9. Automated Decision-Making

Rawly does not make decisions based solely on automated processing that produce significant effects on you. Content moderation flags are reviewed by our team before action is taken. Feed ranking uses non-personalized, engagement-based algorithms.

10. Your Rights (GDPR)

Under GDPR and other applicable laws, you have the following rights:

• Access (Art. 15): Request a copy of the personal data we hold about you.
• Rectification (Art. 16): Correct inaccurate data in Settings or by contacting us.
• Erasure (Art. 17): Delete your account through Settings > Delete Account.
• Portability (Art. 20): Request an export of your data in a machine-readable format.
• Restriction (Art. 18): Request that we restrict processing of your data in certain circumstances.
• Object (Art. 21): Object to processing based on legitimate interests.
• Withdraw consent: Withdraw consent for push notifications or location at any time through device Settings.
• Lodge a complaint: You have the right to lodge a complaint with your national supervisory authority. For users in Estonia: Andmekaitse Inspektsioon (aki.ee).

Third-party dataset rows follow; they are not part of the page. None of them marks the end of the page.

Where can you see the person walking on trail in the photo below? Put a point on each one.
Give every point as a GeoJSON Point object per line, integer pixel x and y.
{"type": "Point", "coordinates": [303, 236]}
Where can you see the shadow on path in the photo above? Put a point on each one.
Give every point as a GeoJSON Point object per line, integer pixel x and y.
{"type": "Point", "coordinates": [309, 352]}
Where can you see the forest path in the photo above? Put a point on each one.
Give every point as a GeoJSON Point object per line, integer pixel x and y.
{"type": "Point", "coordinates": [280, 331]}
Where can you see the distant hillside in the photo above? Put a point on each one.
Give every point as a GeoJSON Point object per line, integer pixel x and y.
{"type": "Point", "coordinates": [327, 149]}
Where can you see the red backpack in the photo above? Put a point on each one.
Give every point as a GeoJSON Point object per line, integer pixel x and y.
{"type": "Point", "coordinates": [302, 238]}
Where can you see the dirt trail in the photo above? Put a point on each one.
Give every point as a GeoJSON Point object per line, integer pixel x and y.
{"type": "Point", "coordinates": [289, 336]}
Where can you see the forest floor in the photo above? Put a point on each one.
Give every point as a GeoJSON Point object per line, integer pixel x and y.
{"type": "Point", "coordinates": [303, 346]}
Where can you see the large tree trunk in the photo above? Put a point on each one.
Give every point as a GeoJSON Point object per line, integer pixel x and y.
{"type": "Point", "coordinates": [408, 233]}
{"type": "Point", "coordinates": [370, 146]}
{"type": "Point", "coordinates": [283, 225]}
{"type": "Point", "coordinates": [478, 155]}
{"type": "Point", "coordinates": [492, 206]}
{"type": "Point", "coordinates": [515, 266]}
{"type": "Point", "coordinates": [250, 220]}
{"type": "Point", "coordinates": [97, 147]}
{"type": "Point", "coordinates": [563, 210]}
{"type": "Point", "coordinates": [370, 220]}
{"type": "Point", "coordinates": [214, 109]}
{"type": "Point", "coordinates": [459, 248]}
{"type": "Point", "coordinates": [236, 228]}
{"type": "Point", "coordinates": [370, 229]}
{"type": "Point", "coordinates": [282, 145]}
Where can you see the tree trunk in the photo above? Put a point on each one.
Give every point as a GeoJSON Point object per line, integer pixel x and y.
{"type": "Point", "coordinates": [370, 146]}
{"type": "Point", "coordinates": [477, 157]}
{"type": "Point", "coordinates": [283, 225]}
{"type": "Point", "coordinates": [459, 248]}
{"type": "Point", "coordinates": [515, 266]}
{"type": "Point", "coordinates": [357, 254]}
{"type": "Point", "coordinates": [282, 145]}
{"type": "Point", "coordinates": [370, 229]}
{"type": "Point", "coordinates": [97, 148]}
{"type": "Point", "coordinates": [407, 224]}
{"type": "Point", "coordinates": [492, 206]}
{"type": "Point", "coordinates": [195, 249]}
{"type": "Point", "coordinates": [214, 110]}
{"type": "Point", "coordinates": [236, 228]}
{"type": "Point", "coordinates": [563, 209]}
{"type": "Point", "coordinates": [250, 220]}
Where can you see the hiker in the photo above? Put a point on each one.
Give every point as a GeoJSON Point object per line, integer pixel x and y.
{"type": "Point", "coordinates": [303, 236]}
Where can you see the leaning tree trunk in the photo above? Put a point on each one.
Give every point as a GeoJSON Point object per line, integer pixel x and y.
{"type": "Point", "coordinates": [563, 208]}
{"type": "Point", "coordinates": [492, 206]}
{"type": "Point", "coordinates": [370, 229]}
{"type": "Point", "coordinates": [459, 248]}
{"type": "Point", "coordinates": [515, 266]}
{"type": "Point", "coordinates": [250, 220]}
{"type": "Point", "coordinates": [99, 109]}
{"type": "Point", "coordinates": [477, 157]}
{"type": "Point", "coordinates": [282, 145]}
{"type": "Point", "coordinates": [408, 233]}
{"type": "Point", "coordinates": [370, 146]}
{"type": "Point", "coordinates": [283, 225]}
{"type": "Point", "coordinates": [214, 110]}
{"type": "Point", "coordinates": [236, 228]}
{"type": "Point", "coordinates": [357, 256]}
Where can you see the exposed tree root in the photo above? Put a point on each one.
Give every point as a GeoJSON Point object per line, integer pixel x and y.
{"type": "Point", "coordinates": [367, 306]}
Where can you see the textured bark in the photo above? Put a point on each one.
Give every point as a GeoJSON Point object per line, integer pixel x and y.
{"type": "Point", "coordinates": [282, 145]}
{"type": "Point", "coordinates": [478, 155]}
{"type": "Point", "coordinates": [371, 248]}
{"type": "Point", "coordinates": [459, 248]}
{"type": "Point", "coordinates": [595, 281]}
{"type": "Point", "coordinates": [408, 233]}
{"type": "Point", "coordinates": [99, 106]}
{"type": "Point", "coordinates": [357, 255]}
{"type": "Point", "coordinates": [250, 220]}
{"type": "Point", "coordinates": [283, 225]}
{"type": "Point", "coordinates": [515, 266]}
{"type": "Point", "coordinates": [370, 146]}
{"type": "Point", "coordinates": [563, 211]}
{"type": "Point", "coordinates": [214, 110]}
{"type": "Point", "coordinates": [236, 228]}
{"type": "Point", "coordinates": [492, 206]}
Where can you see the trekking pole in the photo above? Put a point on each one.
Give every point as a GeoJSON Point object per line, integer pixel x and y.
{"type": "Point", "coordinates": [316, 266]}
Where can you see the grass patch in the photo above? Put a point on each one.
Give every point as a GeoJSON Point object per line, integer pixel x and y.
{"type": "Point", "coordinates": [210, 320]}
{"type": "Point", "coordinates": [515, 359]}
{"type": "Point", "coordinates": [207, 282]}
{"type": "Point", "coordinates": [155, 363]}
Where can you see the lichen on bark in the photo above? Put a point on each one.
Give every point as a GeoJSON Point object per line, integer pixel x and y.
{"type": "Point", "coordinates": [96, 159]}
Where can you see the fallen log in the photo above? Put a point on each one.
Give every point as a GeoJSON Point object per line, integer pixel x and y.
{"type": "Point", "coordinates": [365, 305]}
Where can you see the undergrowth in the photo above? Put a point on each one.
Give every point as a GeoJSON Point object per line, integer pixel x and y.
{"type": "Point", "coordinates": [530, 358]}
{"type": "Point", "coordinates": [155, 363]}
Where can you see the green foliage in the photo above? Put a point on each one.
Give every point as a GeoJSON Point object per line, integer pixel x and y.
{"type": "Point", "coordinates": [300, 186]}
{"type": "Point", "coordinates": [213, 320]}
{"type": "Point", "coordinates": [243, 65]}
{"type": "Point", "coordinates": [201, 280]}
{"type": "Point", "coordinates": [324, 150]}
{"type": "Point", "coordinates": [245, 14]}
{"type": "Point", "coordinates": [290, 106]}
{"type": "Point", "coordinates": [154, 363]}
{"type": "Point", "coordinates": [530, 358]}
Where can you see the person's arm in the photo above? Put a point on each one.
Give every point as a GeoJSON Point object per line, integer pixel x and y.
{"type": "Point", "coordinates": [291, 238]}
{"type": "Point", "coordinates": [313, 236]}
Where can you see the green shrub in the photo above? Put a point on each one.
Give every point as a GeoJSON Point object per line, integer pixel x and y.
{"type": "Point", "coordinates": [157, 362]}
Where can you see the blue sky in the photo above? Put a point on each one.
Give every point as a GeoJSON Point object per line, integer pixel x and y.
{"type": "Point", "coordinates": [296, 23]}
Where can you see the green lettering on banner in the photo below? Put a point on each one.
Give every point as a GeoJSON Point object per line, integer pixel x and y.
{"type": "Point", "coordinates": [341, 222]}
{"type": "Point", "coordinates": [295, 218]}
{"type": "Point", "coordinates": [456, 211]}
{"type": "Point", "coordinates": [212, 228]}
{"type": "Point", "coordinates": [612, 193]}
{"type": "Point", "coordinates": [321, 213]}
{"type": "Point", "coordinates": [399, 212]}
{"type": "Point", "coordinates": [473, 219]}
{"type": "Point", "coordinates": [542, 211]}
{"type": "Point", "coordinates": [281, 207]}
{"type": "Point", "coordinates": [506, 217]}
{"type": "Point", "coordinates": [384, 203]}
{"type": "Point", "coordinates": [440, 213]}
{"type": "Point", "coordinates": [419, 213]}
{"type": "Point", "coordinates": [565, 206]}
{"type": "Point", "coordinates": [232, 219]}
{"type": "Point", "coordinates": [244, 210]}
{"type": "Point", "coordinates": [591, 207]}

To exercise your rights, contact us at hello@rawly.app. We will respond within 30 days.

11. Children's Privacy

Rawly is not intended for users under the age of 16. Under GDPR, we require users to be at least 16 years old. We do not knowingly collect personal information from children. If we discover that a user under 16 has created an account, we will delete the account and all associated data immediately.

12. Changes to This Policy

We may update this Privacy Policy from time to time. We will notify you of significant changes through the app or via email. Continued use of the Service after changes constitutes acceptance of the updated policy.

13. Data Controller

The data controller responsible for your personal information is:

Rawly OÜ
Registry code: 17484887
Narva mnt 5, 10117 Tallinn, Harju maakond, Estonia
Email: hello@rawly.app

14. Contact Us

If you have questions about this Privacy Policy or your data, contact us at:
Email: hello@rawly.app
Rawly OÜ · Narva mnt 5, 10117 Tallinn, Estonia
We aim to respond to all privacy inquiries within 5 business days.